The only bit that still has me a little concerned is the consumption.  Sure, a 100gb volume on RAID10 will consume 200gb, but how you explained it was that you only had 300gb in use, so NW RAID10 that's 600gb consumed - so how did you get up to 1600gb consumed on the remote cluster as the snapshots should cycle so even allowing for some overhead I don't get how you consumed that much space?

oikjn
Honored Contributor

Re: Remote Copy - Confirmation of a couple of things?

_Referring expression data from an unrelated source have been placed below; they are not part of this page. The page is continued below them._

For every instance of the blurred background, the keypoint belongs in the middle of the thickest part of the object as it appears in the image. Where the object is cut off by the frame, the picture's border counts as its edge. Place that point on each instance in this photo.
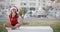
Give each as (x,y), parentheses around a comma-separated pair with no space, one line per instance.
(38,12)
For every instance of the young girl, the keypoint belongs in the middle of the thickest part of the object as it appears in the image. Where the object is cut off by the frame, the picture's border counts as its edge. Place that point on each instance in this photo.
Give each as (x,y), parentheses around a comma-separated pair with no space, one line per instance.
(13,17)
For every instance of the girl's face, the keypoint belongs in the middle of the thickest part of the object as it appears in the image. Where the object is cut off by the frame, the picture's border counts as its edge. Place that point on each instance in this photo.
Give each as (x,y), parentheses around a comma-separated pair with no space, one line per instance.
(13,10)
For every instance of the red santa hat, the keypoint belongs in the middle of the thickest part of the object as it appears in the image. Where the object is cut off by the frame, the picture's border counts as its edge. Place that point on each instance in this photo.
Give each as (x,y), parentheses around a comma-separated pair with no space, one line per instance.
(14,7)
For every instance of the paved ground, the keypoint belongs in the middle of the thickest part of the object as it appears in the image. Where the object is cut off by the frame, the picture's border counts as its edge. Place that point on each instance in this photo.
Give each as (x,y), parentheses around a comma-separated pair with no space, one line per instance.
(32,29)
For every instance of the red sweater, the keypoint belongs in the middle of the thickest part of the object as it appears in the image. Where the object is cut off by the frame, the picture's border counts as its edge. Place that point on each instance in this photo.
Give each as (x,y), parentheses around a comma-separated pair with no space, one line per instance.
(13,20)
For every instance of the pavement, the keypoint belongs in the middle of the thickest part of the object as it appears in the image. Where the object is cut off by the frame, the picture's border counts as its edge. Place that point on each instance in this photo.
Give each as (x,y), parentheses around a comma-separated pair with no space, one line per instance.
(32,29)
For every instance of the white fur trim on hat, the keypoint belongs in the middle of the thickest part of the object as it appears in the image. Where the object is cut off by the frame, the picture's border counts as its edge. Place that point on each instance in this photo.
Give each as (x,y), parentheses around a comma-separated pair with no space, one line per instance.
(13,8)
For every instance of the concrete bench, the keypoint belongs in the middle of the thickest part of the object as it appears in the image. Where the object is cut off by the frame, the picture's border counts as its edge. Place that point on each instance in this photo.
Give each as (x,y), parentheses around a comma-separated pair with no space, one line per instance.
(32,29)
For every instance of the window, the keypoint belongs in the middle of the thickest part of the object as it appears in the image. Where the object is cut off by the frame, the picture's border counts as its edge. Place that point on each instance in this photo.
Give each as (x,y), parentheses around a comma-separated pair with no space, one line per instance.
(58,1)
(32,8)
(32,0)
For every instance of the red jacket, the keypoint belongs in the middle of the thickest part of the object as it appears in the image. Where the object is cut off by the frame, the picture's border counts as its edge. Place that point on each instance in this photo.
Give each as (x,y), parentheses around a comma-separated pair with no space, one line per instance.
(13,20)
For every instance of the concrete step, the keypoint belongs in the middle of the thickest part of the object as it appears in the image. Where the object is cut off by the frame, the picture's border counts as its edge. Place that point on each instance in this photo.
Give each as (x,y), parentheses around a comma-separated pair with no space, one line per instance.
(32,29)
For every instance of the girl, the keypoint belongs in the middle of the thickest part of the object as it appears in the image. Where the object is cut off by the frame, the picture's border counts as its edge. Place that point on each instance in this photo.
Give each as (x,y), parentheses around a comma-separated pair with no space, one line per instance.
(13,17)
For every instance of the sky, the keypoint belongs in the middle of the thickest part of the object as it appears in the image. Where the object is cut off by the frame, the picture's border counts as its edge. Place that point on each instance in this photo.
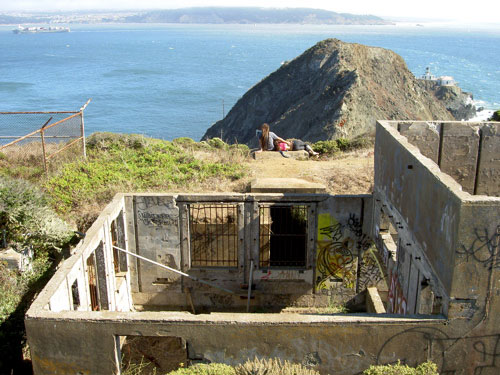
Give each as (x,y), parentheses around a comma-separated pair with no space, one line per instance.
(478,11)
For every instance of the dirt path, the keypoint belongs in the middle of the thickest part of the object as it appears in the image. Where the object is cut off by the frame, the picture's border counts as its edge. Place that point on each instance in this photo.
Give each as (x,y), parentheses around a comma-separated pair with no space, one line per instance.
(350,174)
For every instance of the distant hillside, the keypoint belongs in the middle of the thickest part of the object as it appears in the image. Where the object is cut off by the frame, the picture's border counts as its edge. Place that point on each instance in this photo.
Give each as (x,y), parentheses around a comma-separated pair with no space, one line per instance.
(251,15)
(334,89)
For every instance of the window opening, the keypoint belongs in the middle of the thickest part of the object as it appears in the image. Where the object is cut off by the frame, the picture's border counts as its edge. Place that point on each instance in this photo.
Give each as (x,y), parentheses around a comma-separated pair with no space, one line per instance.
(75,295)
(92,280)
(213,234)
(118,239)
(283,235)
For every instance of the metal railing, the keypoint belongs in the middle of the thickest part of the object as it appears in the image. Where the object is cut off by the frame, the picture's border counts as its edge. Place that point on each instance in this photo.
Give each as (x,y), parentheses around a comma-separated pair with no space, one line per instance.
(47,134)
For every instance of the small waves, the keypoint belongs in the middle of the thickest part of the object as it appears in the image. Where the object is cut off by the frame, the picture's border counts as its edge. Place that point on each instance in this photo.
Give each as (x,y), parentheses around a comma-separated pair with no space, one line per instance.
(7,86)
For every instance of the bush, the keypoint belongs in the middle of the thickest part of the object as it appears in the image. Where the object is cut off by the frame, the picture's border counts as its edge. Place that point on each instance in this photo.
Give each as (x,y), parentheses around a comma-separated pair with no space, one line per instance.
(28,220)
(342,144)
(217,143)
(426,368)
(273,366)
(202,369)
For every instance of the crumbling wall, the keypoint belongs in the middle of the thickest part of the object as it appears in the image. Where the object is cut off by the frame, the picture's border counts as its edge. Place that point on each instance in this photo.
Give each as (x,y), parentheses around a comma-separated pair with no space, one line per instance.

I set my volume at 800GB THIN.  I only had 300GB of data on the volume.  In theory, with raid10, the sapce consumed should only be 600GB+whatever the snapshots are, but what I found was that it eventually expanded to 1600GB+snapshots (as if the entire drive was written to and using data). 

 

The drives in question were hyper-v drives used as CSV stores and I was moving around virtual machines.  I think was happened was simply that all the drive was actually written to at some point or another and since there is no real space reclemation on the thin volumes the drives just kept expanding. 

 

For example, don't use a hdd scrubber to wipe your free space on a thin volume becuase that thin volume will jump in size.

Paul Hutchings
Super Advisor

Re: Remote Copy - Confirmation of a couple of things?

Perfect thanks, that makes more sense on where the 'extra' came from.

 

One last thing if anyone does know as I can't see it covered anywhere - what's the simplest way to stage a remote copy and then move the remote system?

 

I ask as presumably it keeps track by using the IP address of the target system.